Lacework’s batch workloads on Amazon EKS: Lessons learned
This post was co-written with Derek Brown, Infrastructure Engineer, Lacework
Lacework is a security platform that automatically monitors and detects misconfigurations and security vulnerabilities across our customers’ cloud environments. Lacework takes a data-driven approach to alerting and detection, consuming trillions of events from a huge list of sources including eBPF, Kubernetes Audit Logs, cloud APIs (including AWS), vulnerability scanners, and more. This data is condensed into an easy-to-understand Polygraph representation that security professionals can use to identify, investigate and fix vulnerabilities.
In order to analyze all of this data in a developer-friendly and cost-efficient way, the Lacework Engineering team partnered with Amazon Web Services (AWS) Solutions Architects to design a scalable data platform on Amazon Elastic Kubernetes Service (Amazon EKS), using resources from AWS’s Data on EKS (DoEKS) Project.

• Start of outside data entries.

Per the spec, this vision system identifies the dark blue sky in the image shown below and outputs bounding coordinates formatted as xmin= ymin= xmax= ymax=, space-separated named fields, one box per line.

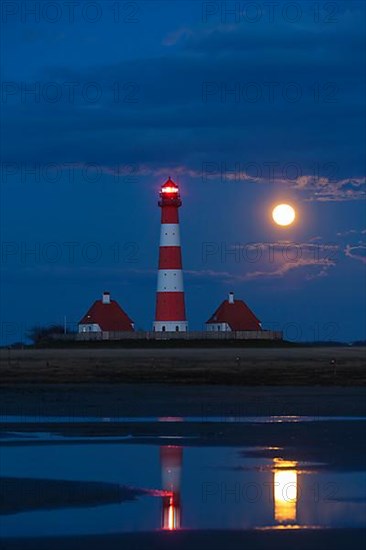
xmin=1 ymin=0 xmax=366 ymax=342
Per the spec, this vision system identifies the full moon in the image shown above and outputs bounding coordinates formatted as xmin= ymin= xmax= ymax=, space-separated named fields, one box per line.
xmin=272 ymin=204 xmax=296 ymax=226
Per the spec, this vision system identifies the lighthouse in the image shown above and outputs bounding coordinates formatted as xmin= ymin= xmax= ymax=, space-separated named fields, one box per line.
xmin=154 ymin=178 xmax=187 ymax=332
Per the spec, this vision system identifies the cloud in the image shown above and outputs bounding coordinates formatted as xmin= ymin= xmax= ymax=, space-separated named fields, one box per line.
xmin=344 ymin=243 xmax=366 ymax=264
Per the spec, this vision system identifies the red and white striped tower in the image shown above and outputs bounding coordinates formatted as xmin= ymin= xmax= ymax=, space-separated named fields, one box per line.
xmin=154 ymin=178 xmax=187 ymax=332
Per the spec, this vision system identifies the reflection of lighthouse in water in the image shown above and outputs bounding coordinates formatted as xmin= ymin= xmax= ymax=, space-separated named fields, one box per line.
xmin=273 ymin=458 xmax=298 ymax=525
xmin=160 ymin=445 xmax=183 ymax=531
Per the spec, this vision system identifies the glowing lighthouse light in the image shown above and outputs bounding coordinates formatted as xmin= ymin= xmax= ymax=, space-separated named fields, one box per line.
xmin=153 ymin=178 xmax=187 ymax=332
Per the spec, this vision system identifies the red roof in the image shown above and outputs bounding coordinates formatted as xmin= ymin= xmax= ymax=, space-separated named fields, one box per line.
xmin=79 ymin=300 xmax=134 ymax=332
xmin=206 ymin=300 xmax=262 ymax=330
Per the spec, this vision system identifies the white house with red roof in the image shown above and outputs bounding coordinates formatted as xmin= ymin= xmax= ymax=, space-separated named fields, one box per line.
xmin=206 ymin=292 xmax=262 ymax=332
xmin=79 ymin=292 xmax=135 ymax=333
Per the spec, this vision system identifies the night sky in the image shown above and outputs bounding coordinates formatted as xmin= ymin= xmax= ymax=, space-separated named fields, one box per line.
xmin=1 ymin=0 xmax=366 ymax=343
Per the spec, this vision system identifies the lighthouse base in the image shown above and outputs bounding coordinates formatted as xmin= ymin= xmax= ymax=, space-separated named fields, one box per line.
xmin=153 ymin=321 xmax=188 ymax=332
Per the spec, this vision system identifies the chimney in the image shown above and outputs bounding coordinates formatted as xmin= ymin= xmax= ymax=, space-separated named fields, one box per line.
xmin=102 ymin=292 xmax=111 ymax=304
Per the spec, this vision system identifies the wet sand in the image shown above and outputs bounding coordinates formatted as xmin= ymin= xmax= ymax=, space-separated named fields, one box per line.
xmin=0 ymin=346 xmax=366 ymax=386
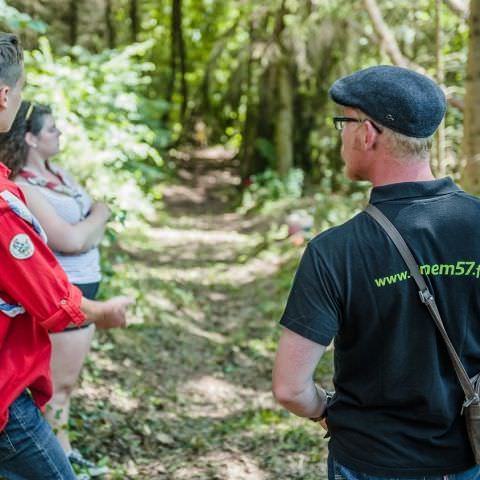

This post delves into the valuable lessons learned during the design and production of this system. As a result of this collaboration, the Lacework infrastructure is substantially more resilient and can execute workloads at 30–40% of the cost of our previous solution.
Background: Lacework’s Data Infrastructure
In order to analyze customer data, Lacework needs a highly reliable, scalable, and efficient environment for executing batch workloads (such as batch processing or machine learning [ML] pipelines). The center of this infrastructure is an internal batch pipeline orchestration system called Hawkeye. In a nutshell:
- Hawkeye consumes batch workflow definitions from a Kubernetes CRD (Custom Resource Definition).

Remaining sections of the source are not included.